That Was Awkward: Exploring the Impact of Prescriptive Strategies
What if the reason that felt awkward was due to us,
the interpreter acting in good faith based on how we've been trained?
The purpose of providing an interpreter has always been to facilitate an interaction between two individuals who do not share the same language. We, as the interpreter, have the responsibility to support the exchanges between and the connectedness of the participants. Generally, the interpreter assumes certain "breakdowns" are caused by one of the consumers (typically the hearing, English speaking consumer) and our default strategies are to be "hands off" or to educate. What if the interpreter is undermining one or both participants with their default (prescriptive) strategies and doesn't realize it? What if the real problem, the cause of the awkwardness, is us?
That Was Awkward is a two part workshop for working and student interpreters who want to explore the work of interpreters. Based on Llewellyn-Jones & Lee’s Role-Space framework, this workshop explores a) social norms in monolingual (spoken English, hearing culture) interactions, b) default interpreter interactions and the use of these prescriptive strategies to support or undermine our consumers, and c) new way to solve some of our work's breakdown.
What if we could ditch those awkward breakdowns while working, without being rebels, without throwing the Code of Professional Conduct out the window, and without needing to master another interpreter specific skill? This is a solutions based conversation sure to have an immediate impact on your work.
Compare social norms, prescriptive strategies, and their impact between monolingual (spoken English, hearing culture) participants in exchanges without interpreters.
Report prescriptive strategies and their impact to exchanges where you are a participant and/or an interpreter.
Examine how interpreters use prescriptive strategies to support or undermine exchanges between participants.
This workshop will be run May 18, 2019 to May 25th. As an extended workshop, there are three mandatory parts to earn CEUs:
1) In-person Meeting (Saturday, May 18th from 8:30 AM to 12:30 PM)
2) Independent reading, observation, & reflection (Sunday, May 19th to Friday, May 24th)
*Supported by an online meeting on Monday, May 20th from 7:00-8:00 PM
3) In-person meeting (Saturday, May 25th from 9:00 AM to 12:30 PM).
In-person meetings will be held in the 2nd floor conference room at the Palmer Gardens Shopping Center (150 E. 29th St., Loveland, Co 80538).
This workshop is $75 for working interpreters and $50 for student interpreters. Fee is payable to Amy Kroll. Payment options will be presented with confirmation of your registration.
A full refund will be offered for cancellations made while registration is open. Once registration has closed, no refunds will be offered for cancellations. Your registration can be transferred to another interpreter. Send an email to Amy Kroll (email@example.com) for cancellation and transfer requests.
Submit your registration form by 8:00 AM on May 15, 2019.
Requests for reasonable accommodations can be made on the registration form. Please note that this workshop will be presented in spoken English and is non-interpreted. If interested in having this workshop focused on ASL monolingual interactions and presented in ASL, send an email to Amy Kroll (firstname.lastname@example.org).
Refer a co-worker and earn a $10 discount on a future CEU fee. Your co-worker will need to provide your name on the registration form.
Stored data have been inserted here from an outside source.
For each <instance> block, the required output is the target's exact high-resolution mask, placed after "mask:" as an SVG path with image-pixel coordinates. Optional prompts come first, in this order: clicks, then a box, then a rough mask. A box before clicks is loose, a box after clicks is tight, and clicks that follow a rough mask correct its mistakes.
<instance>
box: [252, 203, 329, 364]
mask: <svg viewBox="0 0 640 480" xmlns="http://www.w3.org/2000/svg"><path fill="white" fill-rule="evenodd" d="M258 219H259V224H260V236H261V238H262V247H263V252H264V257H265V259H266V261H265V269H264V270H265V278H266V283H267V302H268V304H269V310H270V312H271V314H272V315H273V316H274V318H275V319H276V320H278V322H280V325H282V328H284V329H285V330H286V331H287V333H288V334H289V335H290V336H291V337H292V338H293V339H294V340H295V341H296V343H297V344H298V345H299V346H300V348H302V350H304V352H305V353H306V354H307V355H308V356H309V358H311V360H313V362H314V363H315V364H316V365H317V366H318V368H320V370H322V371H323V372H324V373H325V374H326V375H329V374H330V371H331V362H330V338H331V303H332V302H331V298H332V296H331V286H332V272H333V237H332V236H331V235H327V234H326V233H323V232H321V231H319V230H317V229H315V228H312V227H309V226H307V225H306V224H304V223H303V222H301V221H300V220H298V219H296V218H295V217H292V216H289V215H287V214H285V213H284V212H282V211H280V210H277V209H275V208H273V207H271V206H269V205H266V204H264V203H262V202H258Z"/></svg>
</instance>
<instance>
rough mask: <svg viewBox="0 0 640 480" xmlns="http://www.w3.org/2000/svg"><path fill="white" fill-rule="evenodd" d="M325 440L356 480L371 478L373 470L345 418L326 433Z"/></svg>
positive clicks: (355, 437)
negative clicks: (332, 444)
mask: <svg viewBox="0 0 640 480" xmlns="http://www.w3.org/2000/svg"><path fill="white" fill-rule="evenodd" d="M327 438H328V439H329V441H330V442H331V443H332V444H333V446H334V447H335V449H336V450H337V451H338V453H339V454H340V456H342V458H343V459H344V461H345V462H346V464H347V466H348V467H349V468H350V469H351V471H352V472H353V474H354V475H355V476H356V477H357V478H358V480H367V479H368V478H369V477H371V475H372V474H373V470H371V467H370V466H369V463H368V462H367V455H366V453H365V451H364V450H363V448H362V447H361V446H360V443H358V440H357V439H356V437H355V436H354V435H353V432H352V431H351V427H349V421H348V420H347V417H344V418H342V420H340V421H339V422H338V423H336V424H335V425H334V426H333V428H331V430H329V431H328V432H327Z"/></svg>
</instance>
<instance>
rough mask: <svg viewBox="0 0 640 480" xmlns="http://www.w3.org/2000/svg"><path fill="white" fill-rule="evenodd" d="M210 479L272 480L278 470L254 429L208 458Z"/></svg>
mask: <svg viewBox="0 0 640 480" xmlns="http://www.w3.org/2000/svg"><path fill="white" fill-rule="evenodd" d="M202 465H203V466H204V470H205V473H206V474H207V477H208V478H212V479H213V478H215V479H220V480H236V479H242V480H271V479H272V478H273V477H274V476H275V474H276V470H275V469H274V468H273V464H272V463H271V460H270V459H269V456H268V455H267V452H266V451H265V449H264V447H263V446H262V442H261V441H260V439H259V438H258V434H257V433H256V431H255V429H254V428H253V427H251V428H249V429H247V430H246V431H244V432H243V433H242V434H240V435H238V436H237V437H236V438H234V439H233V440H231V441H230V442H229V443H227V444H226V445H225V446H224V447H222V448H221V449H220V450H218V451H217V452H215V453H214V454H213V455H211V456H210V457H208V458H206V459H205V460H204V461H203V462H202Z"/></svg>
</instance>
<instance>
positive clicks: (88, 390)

Amy Kroll is an Approved RID CMP Sponsor for continuing education activities. This profession studies program is offered for 1.0 CEUs at the Little Content Knowledge Level.
The workshop space is founded in…
Social learning - Identify with, develop, challenge, and apply ideas together respectfully.
Safe and brave interactions - Assume positive intent and be free of bias while seeking greater knowledge and understanding.
Reflective practice - Talk about the work with colleagues in a structured manner for the purpose of growth.
A group of equals - Everyone adds value through different backgrounds and unique life experiences.
Maintained confidentiality - Shared understanding between professionals that discussion of the work will occur in appropriate situations and in an appropriate manner (Dean & Pollard, 2013).
"Shared understanding" is the discussion and application of ideas leading to (the goal of) improved effective practice.
"Appropriate situations" is the discussion occurring in a closed environment.
"Appropriate manner" is the discussion of work involves a) identifying what needs to be revealed and what does or should not be shared and b) prioritizing the most important information to share.
Hippocrates stated “That whatever I shall see or hear that concerns the lives of my patients which is not fitting to be spoken, I will keep forever secret” (Dean & Pollard, 2013, p. 142). If a listener happens to make connections, they will maintain confidentiality.
Dean, Robyn K., & Pollard, Robert Q. (2013). The Demand Control Schema: Interpreting as a practice profession. North Charleston, SC: CreateSpace Independent Publishing Platform.